Unos llevaban una gigantesca maza, el as de bastos de la baraja española, otros una especie de fusil de punta afilada.

La legión llenaba la galería de lado a lado. Detrás el abismo del ascensor.

Avanzaban indiferentes a todo.

Sacó el cuchillo y se paró, dispuesto a morir aplastado, perforado.

El sudor no lo dejaba ver. Un latido en la garganta.

Se acercaban. Eran multitud.

Avanzaban con precisión de máquina.

Faltaban cinco pasos. Tres. Su decisión de pelear desapareció. Cerró los ojos.

No sintió nada.

Se abrieron para rodearlo. Como si no ocuparan todo el ancho del corredor. No lo tocaron. Avanzaron. Eran miles, millones.

Cuando los últimos pasaron pudo ver como se arrojaban, sin vacilar, por el hueco del ascensor.

Se dejó caer en el suelo. Jadeando.


XX.

No se sabe, ni se puede saber si El Laberinto siente

No hay forma de averiguar si tiene conciencia de las criaturas que sobreviven en su interior


XXI.

Otra vez las luces. Otra vez.

No sabe cómo aparecieron, pero debe evitarlas.

Duelen al tocarlas.

Ahora se mueven más despacio.

Es posible avanzar entre los círculos que se reflejan en el suelo.
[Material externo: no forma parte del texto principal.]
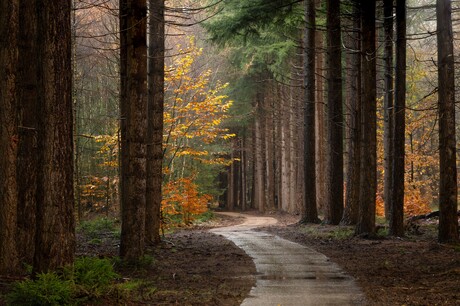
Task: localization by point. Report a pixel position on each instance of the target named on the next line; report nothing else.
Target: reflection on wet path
(289, 273)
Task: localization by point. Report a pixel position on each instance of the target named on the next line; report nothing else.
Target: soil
(195, 267)
(414, 270)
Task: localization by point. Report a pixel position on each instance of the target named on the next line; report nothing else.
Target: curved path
(287, 272)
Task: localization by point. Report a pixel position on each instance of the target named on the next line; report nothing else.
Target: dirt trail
(289, 273)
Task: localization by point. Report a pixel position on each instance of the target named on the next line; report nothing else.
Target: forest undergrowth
(194, 267)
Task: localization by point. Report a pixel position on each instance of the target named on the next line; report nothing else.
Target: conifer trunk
(388, 105)
(368, 178)
(396, 211)
(28, 130)
(350, 214)
(448, 219)
(156, 52)
(310, 213)
(55, 237)
(334, 177)
(134, 161)
(9, 15)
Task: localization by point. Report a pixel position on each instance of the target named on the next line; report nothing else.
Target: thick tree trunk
(350, 213)
(388, 109)
(28, 130)
(269, 152)
(310, 212)
(334, 178)
(231, 184)
(448, 219)
(259, 195)
(368, 179)
(9, 23)
(294, 206)
(284, 131)
(135, 162)
(396, 212)
(243, 173)
(55, 237)
(321, 128)
(156, 51)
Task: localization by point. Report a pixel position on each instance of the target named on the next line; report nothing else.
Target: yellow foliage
(194, 108)
(421, 161)
(181, 197)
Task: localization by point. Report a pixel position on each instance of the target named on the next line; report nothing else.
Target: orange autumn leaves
(193, 116)
(194, 110)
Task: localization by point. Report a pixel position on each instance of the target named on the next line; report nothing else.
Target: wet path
(289, 273)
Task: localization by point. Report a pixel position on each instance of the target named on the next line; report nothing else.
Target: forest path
(289, 273)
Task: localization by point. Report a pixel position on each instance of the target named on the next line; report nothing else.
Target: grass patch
(329, 232)
(88, 278)
(94, 228)
(47, 289)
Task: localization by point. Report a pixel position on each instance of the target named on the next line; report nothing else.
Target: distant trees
(311, 212)
(334, 176)
(155, 109)
(134, 134)
(398, 114)
(368, 143)
(448, 219)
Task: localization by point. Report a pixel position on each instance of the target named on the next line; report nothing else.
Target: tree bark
(321, 128)
(310, 212)
(350, 213)
(368, 179)
(396, 212)
(259, 195)
(388, 116)
(9, 25)
(155, 119)
(135, 159)
(448, 220)
(55, 237)
(334, 178)
(28, 130)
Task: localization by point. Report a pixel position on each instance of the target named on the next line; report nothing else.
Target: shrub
(94, 227)
(47, 289)
(93, 276)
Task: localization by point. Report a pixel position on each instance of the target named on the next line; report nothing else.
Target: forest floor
(414, 270)
(195, 267)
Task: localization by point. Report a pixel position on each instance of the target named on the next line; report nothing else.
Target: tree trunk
(28, 130)
(368, 179)
(397, 189)
(321, 128)
(334, 178)
(350, 214)
(156, 53)
(9, 24)
(259, 195)
(388, 105)
(55, 237)
(448, 219)
(135, 159)
(310, 212)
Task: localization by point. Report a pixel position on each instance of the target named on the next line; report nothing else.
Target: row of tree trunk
(36, 134)
(279, 150)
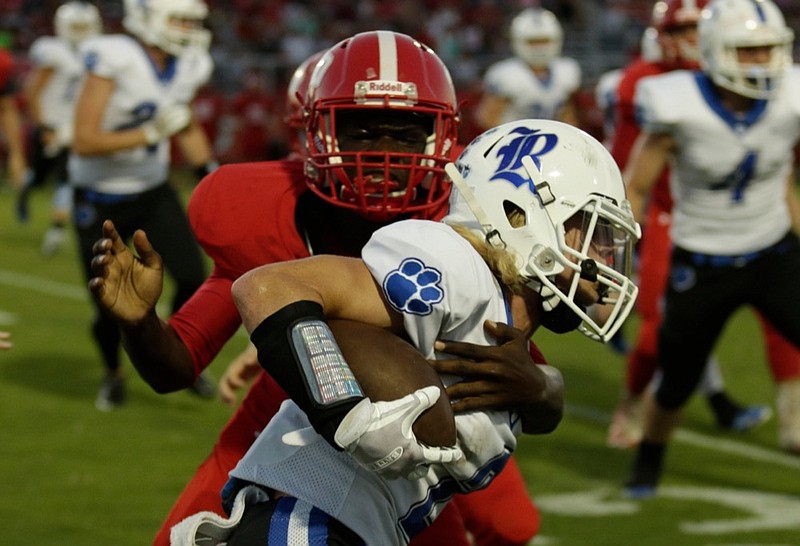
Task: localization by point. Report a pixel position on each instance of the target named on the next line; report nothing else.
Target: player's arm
(285, 307)
(503, 377)
(342, 287)
(127, 288)
(649, 157)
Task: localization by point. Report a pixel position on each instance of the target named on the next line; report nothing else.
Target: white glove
(379, 436)
(169, 120)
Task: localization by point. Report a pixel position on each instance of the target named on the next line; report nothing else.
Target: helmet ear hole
(515, 214)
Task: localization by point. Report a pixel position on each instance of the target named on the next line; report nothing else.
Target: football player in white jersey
(136, 94)
(537, 82)
(728, 133)
(51, 90)
(538, 225)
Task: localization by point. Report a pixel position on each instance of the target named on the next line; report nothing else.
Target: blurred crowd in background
(258, 43)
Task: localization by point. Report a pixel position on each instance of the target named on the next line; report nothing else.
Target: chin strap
(492, 235)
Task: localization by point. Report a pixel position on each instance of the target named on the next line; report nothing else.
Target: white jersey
(139, 90)
(605, 95)
(443, 291)
(728, 174)
(530, 96)
(57, 100)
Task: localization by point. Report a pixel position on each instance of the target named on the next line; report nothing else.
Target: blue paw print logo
(413, 287)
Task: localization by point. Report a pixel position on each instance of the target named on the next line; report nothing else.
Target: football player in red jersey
(676, 24)
(246, 215)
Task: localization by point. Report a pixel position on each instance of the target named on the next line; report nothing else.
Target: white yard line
(732, 447)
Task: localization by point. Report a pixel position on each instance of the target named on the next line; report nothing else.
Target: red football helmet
(296, 95)
(297, 91)
(676, 23)
(363, 77)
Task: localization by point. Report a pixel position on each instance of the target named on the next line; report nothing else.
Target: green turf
(71, 475)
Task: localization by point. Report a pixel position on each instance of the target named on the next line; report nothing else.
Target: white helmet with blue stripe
(529, 186)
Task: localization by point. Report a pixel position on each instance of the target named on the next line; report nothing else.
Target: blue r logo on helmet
(531, 143)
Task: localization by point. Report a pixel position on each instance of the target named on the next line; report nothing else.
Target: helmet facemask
(594, 245)
(536, 37)
(170, 25)
(75, 21)
(382, 122)
(733, 25)
(381, 184)
(552, 196)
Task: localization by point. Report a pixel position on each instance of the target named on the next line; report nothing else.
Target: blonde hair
(501, 262)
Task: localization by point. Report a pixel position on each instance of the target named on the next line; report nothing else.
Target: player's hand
(125, 286)
(502, 377)
(240, 373)
(169, 119)
(379, 436)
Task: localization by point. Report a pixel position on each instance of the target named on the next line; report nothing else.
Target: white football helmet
(730, 24)
(649, 48)
(75, 21)
(170, 25)
(536, 36)
(554, 174)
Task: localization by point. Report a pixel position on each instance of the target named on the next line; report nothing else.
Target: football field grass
(71, 475)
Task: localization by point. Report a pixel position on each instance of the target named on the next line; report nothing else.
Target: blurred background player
(10, 122)
(537, 82)
(136, 95)
(50, 91)
(675, 23)
(729, 132)
(607, 87)
(229, 211)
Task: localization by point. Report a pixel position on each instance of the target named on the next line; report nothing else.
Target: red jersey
(244, 216)
(627, 129)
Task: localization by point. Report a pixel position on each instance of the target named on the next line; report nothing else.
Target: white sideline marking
(44, 286)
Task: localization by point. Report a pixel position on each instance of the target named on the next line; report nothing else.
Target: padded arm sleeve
(297, 348)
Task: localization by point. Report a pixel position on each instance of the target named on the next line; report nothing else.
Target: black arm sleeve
(297, 348)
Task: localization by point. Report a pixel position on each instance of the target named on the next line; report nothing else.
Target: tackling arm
(648, 158)
(284, 306)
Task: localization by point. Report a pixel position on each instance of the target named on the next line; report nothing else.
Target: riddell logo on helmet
(383, 86)
(371, 89)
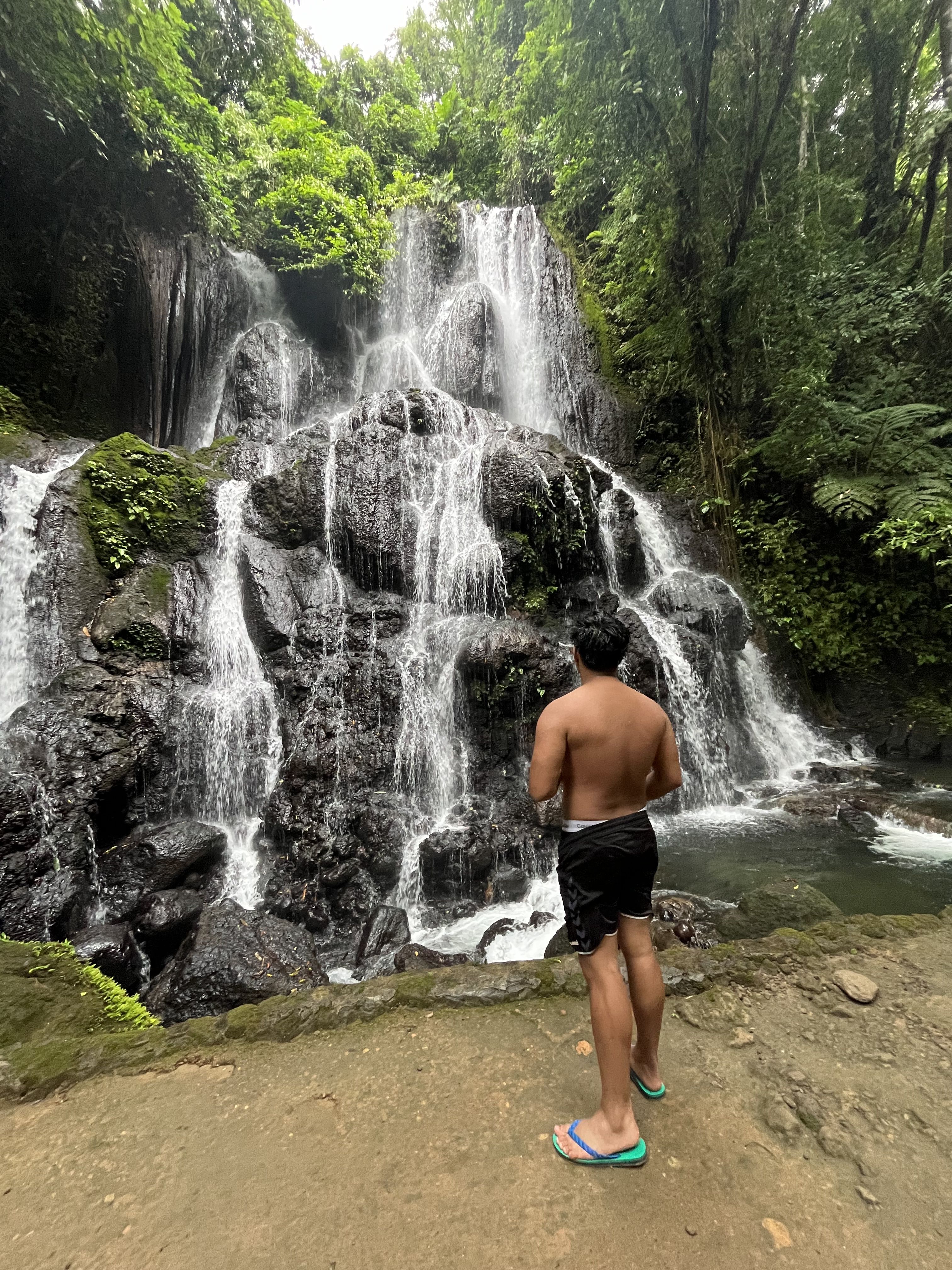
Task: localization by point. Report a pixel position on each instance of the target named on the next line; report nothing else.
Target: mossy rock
(138, 498)
(138, 620)
(56, 1015)
(16, 416)
(782, 903)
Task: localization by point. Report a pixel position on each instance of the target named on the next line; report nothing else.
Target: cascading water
(22, 500)
(537, 364)
(230, 751)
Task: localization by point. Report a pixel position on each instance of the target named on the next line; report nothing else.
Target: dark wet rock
(706, 605)
(113, 950)
(269, 600)
(502, 926)
(782, 903)
(169, 911)
(50, 906)
(287, 507)
(234, 957)
(388, 930)
(509, 883)
(643, 663)
(630, 554)
(154, 858)
(416, 957)
(465, 347)
(559, 945)
(372, 538)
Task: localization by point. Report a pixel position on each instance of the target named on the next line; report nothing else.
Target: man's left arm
(547, 756)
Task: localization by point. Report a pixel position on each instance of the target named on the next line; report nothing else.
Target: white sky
(365, 23)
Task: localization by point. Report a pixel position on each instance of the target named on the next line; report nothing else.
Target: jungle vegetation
(757, 196)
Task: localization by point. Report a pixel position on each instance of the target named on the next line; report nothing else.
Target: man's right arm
(666, 771)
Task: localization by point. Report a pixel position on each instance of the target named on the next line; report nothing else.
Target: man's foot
(600, 1136)
(647, 1071)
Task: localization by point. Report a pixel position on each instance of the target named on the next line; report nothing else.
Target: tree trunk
(803, 152)
(946, 60)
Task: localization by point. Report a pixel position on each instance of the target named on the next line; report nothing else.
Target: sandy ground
(423, 1141)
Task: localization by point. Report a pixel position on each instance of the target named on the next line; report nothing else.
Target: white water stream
(21, 502)
(230, 748)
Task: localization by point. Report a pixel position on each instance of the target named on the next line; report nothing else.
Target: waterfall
(21, 502)
(230, 750)
(775, 740)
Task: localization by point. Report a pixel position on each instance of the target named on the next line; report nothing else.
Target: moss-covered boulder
(58, 1015)
(782, 903)
(139, 618)
(138, 498)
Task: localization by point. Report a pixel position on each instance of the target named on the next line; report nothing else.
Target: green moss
(14, 415)
(138, 497)
(551, 536)
(143, 639)
(49, 995)
(592, 312)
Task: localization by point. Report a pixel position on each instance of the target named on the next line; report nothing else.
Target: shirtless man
(612, 750)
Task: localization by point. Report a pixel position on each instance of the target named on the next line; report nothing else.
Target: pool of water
(725, 851)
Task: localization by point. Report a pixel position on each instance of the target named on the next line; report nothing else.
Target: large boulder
(785, 902)
(156, 856)
(706, 605)
(138, 619)
(464, 347)
(113, 949)
(167, 912)
(233, 958)
(630, 562)
(416, 957)
(267, 384)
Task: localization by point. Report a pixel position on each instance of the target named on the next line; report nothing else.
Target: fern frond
(920, 497)
(850, 498)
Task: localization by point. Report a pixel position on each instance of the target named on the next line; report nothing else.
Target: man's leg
(647, 988)
(614, 1127)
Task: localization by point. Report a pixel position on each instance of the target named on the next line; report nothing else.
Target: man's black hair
(601, 641)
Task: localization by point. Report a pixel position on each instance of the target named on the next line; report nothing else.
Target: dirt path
(423, 1142)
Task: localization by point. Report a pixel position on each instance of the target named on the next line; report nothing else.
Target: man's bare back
(611, 747)
(612, 750)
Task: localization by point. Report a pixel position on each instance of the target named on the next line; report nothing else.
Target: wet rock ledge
(61, 1021)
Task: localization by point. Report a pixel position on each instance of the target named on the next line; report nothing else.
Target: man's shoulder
(647, 707)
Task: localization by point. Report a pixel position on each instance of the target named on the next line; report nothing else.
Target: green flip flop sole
(632, 1159)
(643, 1089)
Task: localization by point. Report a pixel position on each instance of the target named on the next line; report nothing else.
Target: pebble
(779, 1233)
(856, 986)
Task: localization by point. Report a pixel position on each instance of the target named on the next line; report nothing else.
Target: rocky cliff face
(292, 735)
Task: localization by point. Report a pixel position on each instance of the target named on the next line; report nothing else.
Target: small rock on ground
(856, 986)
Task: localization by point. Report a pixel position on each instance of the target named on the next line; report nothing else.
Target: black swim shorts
(605, 870)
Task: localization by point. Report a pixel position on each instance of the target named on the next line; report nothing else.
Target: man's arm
(547, 756)
(666, 770)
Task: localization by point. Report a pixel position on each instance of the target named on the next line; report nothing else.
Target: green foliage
(14, 416)
(138, 498)
(120, 1006)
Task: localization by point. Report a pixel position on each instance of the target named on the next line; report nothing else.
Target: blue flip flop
(631, 1159)
(643, 1089)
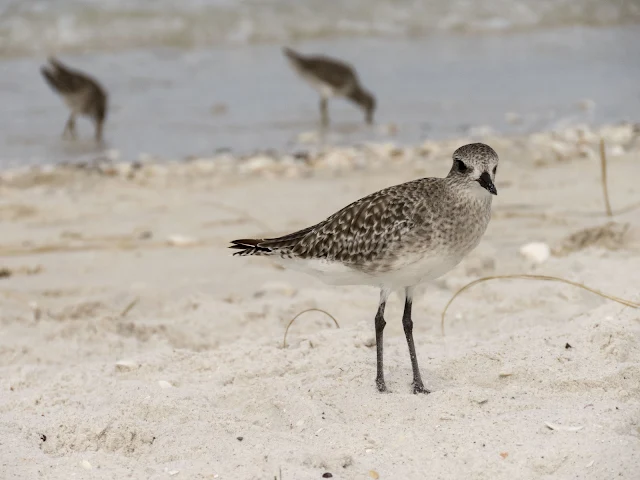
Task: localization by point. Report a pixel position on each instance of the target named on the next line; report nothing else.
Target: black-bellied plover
(332, 78)
(82, 94)
(396, 238)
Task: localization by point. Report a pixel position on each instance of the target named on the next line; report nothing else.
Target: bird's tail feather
(250, 246)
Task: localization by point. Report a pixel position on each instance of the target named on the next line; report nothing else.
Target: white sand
(94, 381)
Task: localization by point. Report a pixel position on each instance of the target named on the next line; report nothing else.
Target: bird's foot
(418, 387)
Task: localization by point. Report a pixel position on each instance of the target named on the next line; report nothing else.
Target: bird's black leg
(324, 113)
(380, 324)
(70, 127)
(407, 323)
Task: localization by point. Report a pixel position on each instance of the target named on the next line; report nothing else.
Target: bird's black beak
(485, 182)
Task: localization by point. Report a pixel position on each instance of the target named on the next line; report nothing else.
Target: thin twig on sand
(623, 301)
(284, 340)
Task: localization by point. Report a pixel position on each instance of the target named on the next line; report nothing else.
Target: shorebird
(332, 78)
(396, 238)
(81, 92)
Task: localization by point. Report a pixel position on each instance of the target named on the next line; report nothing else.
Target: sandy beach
(133, 345)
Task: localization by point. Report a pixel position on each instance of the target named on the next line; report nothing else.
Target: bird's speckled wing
(364, 231)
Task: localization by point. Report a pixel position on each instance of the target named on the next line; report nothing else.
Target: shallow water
(176, 102)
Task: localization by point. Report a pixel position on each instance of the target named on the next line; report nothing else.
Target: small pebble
(181, 241)
(126, 365)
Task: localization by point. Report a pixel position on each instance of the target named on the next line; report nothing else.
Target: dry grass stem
(548, 278)
(605, 187)
(284, 340)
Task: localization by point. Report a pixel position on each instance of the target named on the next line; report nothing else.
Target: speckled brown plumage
(82, 93)
(332, 77)
(373, 232)
(396, 238)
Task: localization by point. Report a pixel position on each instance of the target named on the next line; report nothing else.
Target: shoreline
(133, 344)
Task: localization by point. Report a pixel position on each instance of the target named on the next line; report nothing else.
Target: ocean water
(193, 77)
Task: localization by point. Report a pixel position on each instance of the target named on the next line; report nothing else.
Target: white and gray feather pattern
(398, 237)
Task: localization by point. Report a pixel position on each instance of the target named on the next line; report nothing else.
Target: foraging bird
(332, 78)
(81, 92)
(396, 238)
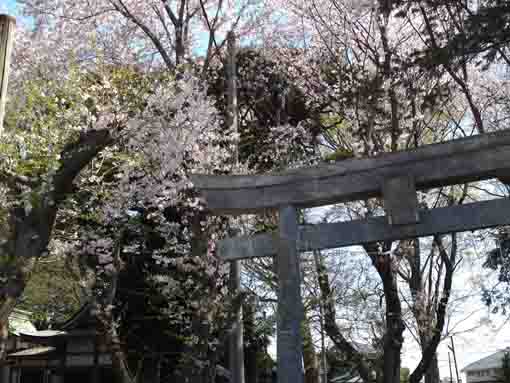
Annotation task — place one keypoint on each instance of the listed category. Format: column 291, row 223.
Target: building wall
column 484, row 376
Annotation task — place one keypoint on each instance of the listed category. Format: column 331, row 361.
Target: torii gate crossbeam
column 394, row 176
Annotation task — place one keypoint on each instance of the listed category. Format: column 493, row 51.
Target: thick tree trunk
column 332, row 328
column 432, row 374
column 4, row 337
column 309, row 355
column 393, row 338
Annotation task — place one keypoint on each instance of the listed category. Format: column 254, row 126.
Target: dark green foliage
column 266, row 98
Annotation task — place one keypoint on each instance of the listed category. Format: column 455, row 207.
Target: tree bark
column 393, row 339
column 309, row 355
column 30, row 233
column 332, row 328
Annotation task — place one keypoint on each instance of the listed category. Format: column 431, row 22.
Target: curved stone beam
column 464, row 160
column 453, row 219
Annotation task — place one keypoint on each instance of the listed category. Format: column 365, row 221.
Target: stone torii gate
column 394, row 176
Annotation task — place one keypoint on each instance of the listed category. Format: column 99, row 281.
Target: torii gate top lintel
column 454, row 162
column 395, row 176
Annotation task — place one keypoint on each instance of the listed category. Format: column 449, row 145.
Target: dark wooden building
column 72, row 352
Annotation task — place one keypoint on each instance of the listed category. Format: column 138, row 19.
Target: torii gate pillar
column 290, row 307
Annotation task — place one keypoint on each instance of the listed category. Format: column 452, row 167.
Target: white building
column 486, row 370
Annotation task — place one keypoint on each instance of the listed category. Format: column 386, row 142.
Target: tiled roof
column 491, row 361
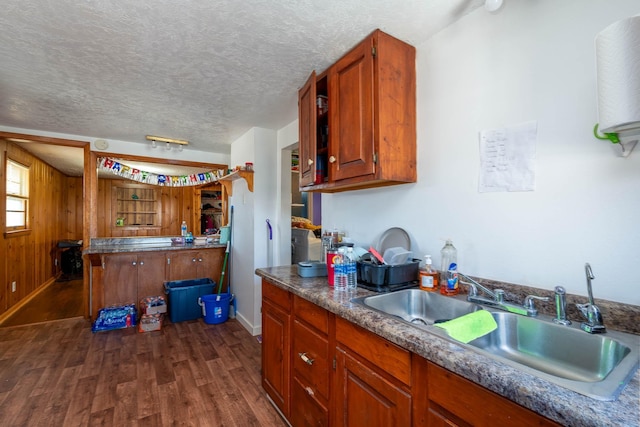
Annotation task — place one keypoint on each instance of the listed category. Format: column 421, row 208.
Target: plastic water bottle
column 339, row 271
column 449, row 272
column 352, row 271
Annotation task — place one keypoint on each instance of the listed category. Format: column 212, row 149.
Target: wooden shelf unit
column 227, row 180
column 137, row 206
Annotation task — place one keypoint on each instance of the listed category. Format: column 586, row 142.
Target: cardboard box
column 153, row 305
column 150, row 322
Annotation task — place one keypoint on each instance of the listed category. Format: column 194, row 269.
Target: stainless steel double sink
column 598, row 366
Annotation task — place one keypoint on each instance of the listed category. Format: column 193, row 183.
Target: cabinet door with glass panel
column 136, row 206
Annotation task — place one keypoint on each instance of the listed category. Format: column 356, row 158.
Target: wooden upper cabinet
column 369, row 137
column 307, row 135
column 351, row 105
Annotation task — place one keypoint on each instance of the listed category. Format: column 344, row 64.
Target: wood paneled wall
column 55, row 213
column 176, row 204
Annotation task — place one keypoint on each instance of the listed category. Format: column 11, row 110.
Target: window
column 17, row 196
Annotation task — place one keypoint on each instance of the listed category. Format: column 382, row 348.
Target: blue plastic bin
column 215, row 308
column 183, row 298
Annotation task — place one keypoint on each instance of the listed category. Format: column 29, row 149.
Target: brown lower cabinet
column 124, row 278
column 276, row 344
column 322, row 370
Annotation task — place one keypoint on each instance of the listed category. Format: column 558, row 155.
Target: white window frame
column 17, row 190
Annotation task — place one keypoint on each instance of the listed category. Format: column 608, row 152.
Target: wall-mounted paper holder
column 622, row 143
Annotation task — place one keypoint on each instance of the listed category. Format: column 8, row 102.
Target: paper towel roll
column 618, row 68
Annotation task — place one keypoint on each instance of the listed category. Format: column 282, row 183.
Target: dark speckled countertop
column 553, row 401
column 140, row 244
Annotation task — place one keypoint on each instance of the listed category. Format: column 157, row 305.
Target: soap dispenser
column 428, row 276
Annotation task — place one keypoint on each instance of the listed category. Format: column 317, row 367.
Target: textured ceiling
column 201, row 70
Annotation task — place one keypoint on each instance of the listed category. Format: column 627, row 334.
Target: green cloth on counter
column 470, row 326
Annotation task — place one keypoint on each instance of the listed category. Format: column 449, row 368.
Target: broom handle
column 224, row 267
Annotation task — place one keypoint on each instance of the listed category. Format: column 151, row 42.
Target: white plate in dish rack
column 392, row 238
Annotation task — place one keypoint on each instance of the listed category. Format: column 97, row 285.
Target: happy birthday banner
column 117, row 168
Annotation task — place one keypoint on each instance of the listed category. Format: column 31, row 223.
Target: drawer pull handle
column 305, row 359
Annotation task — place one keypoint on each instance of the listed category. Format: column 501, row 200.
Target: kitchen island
column 553, row 402
column 124, row 270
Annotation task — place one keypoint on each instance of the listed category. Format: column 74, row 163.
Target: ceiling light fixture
column 155, row 139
Con prudencia, sin rozarlos. No gritar, hablar, ni gemir. La voz humana las enloquece.

Camina, como entre desconocidos. Sabe que si lo tocan muere.


XXII.

Allí estaba. Lleno de cajoncitos labrados, con una pequeña manija de bronce cada uno.

Alrededor no había nada.

No podía ser.

Cuando se acercó se encendió una fuerte luz cenital.

Sonó un tic-tac.

No podía ser.

No podía ser una salida.

No hay nada fortuito ni que pueda evitarse.

El tic-tac se aceleró. Tenía poco tiempo.

Abrió cajoncitos desesperadamente.

Estaban vacíos, o tenían pequeños objetos. Algunos absurdos, otros incomprensibles.

No sabía qué buscaba, ni cómo iba reconocerlo cuando lo encontrara.

Podía necesitar más de uno, o ninguno.

Estaba seguro que no encontrarlo sería terrible.

Mientras hurgaba pudo ver una puerta que no había percibido antes.

Imaginó una llave. Temió haberla dejado pasar.

El tic-tac: el plazo se acortaba.

Un cajón no se abrió, forcejeó.

Corrió a la puerta.

La empujó con el hombro y la abrió. Salió. Cerró de un portazo.

Se escuchó un estrépito de destrucción.

Suspiró aliviado: a veces los lugares de El Laberinto tienen lógica, a veces no.


XXIII.

Al frente un jardín. Parecía diseñado para él: ni salvaje, ni muy cuidado.

Plantas silvestres, rosales, caléndulas, hortensias. Todo en flor.

Insectos, sonido de pájaros, un cielo completamente azul.

Colibríes, dos, tres.

No avanzó, pero no pudo evitar la sonrisa que le aleteaba en la boca.

Se quedó en la entrada un largo rato, mirando, disfrutando.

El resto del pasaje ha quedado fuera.